If you don’t mind, you’ll need a comprehensive property profile from your chosen title company. This detailed information will be valuable to your loan file, providing a thorough understanding of the property and its potential implications for the loan transaction. When was the property purchased, how much was paid, what is the History of recorded documents, and what copies of the recorded documents are available for the property?
If the Borrower is an entity, it’s essential to verify their information through Google and the Secretary of State’s business search. This thorough research shows that their entity is valued and taken into account in the loan process, making you appear diligent and rigorous in your approach.
If the Borrower is an individual, look them up on Google and LinkedIn.
Place the data in the loan file.
If the property is in another state, research the distinction between judicial and non-judicial foreclosure. Many lenders only make loans in non-judicial states. A few exceptions exist, like Florida and Texas, if the Borrower is an entity. Some states provide for both methods.
The bare minimum documentation for a loan transaction is a completed application, the most recent payment statement, and three months’ bank statements. Ensuring all these documents are in order and up to date is crucial.
The loan is a second Trust deed. Please let me know whether placing a second lien on the property is allowed. The first lien may prohibit placing a junior lien on the property, particularly for commercial properties.
As a matter of Law, you can place a second lien on a single unit or up to four units.
An exception may apply if the first Trust deed is in the name of a prior owner, rather than the current owner. In that case, you may want to have it passed by your attorney.
You must review the documents for units of five or greater, as well as all commercial, industrial, and land properties. The prohibition on placing a junior lien on the property will be outlined in the deed of Trust or the loan agreement. The deed of Trust is a recorded instrument, but the loan agreement is not. Sometimes the prohibition appears only in the loan agreement, so a copy is not readily available as a recorded instrument. Could you ask the Borrower for it?
If the Borrower is an individual with a business, could you obtain three months’ of bank statements for both the Borrower and the company?
The key to having both a business and a personal account is to figure out the cash flow trail. Sometimes, a written explanation from the Borrower is necessary.
A geo-tracker database should scan all commercial properties to determine whether they or the surrounding properties may be contaminated. Then, please download the summary and place it in your digital loan file.
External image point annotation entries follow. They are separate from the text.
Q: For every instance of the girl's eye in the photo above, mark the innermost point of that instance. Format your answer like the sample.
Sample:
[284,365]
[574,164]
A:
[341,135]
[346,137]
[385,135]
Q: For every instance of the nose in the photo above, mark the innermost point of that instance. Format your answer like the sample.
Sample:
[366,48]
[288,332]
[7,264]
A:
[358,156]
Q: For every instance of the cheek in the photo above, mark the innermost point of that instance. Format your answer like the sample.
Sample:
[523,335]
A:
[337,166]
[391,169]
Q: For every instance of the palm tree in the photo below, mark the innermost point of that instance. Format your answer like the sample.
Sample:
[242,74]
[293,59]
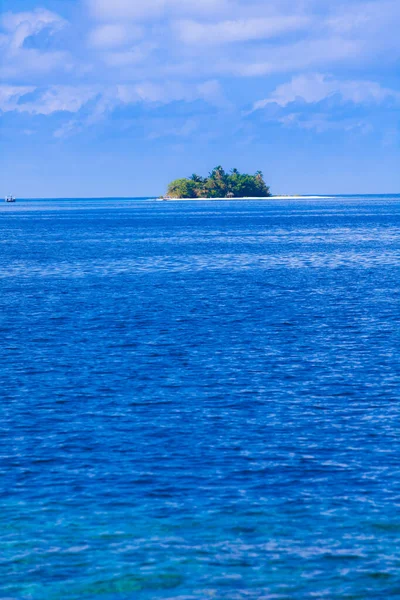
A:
[196,178]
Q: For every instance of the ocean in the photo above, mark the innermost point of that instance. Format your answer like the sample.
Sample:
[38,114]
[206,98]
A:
[200,400]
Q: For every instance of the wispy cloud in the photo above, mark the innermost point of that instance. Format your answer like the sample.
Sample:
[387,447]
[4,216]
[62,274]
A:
[316,87]
[194,32]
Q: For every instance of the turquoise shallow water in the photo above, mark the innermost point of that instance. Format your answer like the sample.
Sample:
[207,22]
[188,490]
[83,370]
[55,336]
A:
[200,400]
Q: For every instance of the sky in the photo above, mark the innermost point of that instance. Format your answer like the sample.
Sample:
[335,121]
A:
[118,97]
https://geotracker.waterboards.ca.gov/map/
Setting up a professional summary to be sent to a prospective lender:
Your role as the procuring broker is to address all questions and concerns about the proposed transaction and present them in a written format, known as an executive summary. This document serves as a crucial communication throughout the loan process.
Name of the procuring broker and the desired fee.
The description of the property, condition, income, and value
The exhibit flow should include pictures, a location map, and a property description.
State the positive attributes of the loan transaction.
Secondly, could you describe any weaknesses?
If there are more than 5 or 6 exhibits, then send two or three emails with the exhibits. In most cases, there is insufficient computer memory to transfer large amounts of data unless you use a program like LockBox.
Could you please provide the lender with our executive summary of all the exhibits and follow up with a confirmation, such as “yes” or“no”?
You can expect to be asked questions and to provide information to help the lender make an informed decision.